The /generative_scoring endpoint uses a CausalLM model (e.g., Llama, Qwen, Mistral) to compute the probability of specified token IDs appearing as the next token. Each item (document) is concatenated with the query to form a prompt, and the model predicts how likely each label token is as the next token after that prompt. This lets you score items against a query — for example, asking "Is this the capital of France?" and scoring each city by how likely the model is to answer "Yes".

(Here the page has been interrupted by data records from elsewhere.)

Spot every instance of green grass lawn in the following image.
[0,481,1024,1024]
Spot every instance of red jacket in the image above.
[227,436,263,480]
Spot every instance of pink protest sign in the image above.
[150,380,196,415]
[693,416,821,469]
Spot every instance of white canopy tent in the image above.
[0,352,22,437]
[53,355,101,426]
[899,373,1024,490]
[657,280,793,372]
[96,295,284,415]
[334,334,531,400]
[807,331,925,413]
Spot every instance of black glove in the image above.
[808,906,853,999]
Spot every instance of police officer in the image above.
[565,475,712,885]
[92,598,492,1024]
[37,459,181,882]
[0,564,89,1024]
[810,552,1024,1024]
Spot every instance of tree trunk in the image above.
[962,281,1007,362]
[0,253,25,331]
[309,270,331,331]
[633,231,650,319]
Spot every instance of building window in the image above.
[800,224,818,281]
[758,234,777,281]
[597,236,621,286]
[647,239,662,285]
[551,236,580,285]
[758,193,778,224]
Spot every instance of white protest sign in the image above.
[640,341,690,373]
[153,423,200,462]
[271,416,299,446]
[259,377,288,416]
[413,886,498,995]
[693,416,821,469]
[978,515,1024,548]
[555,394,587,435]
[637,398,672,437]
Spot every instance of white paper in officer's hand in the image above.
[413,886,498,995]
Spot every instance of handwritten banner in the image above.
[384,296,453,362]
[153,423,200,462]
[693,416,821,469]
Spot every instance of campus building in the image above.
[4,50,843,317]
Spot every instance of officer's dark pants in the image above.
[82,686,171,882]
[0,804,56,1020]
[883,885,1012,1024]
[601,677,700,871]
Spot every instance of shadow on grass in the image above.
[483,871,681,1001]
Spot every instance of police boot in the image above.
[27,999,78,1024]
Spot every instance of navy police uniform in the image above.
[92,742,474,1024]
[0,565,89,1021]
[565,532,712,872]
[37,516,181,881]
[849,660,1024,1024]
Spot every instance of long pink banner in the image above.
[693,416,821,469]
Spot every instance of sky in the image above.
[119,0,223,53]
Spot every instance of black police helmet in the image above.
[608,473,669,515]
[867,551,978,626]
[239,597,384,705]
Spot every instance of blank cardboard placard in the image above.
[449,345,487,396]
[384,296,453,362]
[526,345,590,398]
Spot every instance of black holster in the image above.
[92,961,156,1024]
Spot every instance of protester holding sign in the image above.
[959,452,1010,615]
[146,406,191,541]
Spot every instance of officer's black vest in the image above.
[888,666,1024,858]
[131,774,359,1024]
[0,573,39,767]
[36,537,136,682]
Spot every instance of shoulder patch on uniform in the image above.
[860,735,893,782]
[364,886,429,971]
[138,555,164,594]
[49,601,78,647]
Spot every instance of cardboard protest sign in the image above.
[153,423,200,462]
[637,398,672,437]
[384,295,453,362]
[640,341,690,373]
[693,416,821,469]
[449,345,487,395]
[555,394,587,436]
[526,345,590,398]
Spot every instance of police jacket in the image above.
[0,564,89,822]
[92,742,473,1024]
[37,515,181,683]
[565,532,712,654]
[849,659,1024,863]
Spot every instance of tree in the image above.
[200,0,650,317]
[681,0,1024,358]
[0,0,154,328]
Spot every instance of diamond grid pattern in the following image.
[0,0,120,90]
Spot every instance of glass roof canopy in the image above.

This endpoint is automatically available when the server is started with a generative model (task "generate"). It is separate from the pooling-based Score API, which uses cross-encoder, bi-encoder, or late-interaction models.

Requirements:

  • The label_token_ids parameter is required and must contain at least 1 token ID.
  • When 2 label tokens are provided, the score equals P(label_token_ids[0]) / (P(label_token_ids[0]) + P(label_token_ids[1])) (softmax over the two labels).
  • When more labels are provided, the score is the softmax-normalized probability of the first label token across all label tokens.

How it works

  1. Prompt Construction: For each item, builds prompt = query + item (or item + query if item_first=true)
  2. Forward Pass: Runs the model on each prompt to get next-token logits
  3. Probability Extraction: Extracts logprobs for the specified label_token_ids
  4. Softmax Normalization: Applies softmax over only the label tokens (when apply_softmax=true)
  5. Score: Returns the normalized probability of the first label token

Finding Token IDs

To find the token IDs for your labels, use the tokenizer:

from transformers import AutoTokenizer

tokenizer = AutoTokenizer.from_pretrained("Qwen/Qwen3-0.6B")
yes_id = tokenizer.encode("Yes", add_special_tokens=False)[0]
no_id = tokenizer.encode("No", add_special_tokens=False)[0]
print(f"Yes: {yes_id}, No: {no_id}")

Example

curl -X POST http://localhost:8000/generative_scoring \
  -H "Content-Type: application/json" \
  -d '{
    "model": "Qwen/Qwen3-0.6B",
    "query": "Is this city the capital of France?",
    "items": ["Paris", "London", "Berlin"],
    "label_token_ids": [9454, 2753]
  }'

Here, each item is appended to the query to form prompts like "Is this city the capital of France? Paris", "... London", etc. The model then predicts the next token, and the score reflects the probability of "Yes" (token 9454) vs "No" (token 2753).

Response
{
  "id": "generative-scoring-abc123",
  "object": "list",
  "created": 1234567890,
  "model": "Qwen/Qwen3-0.6B",
  "data": [
    {"index": 0, "object": "score", "score": 0.95},
    {"index": 1, "object": "score", "score": 0.12},
    {"index": 2, "object": "score", "score": 0.08}
  ],
  "usage": {"prompt_tokens": 45, "total_tokens": 48, "completion_tokens": 3}
}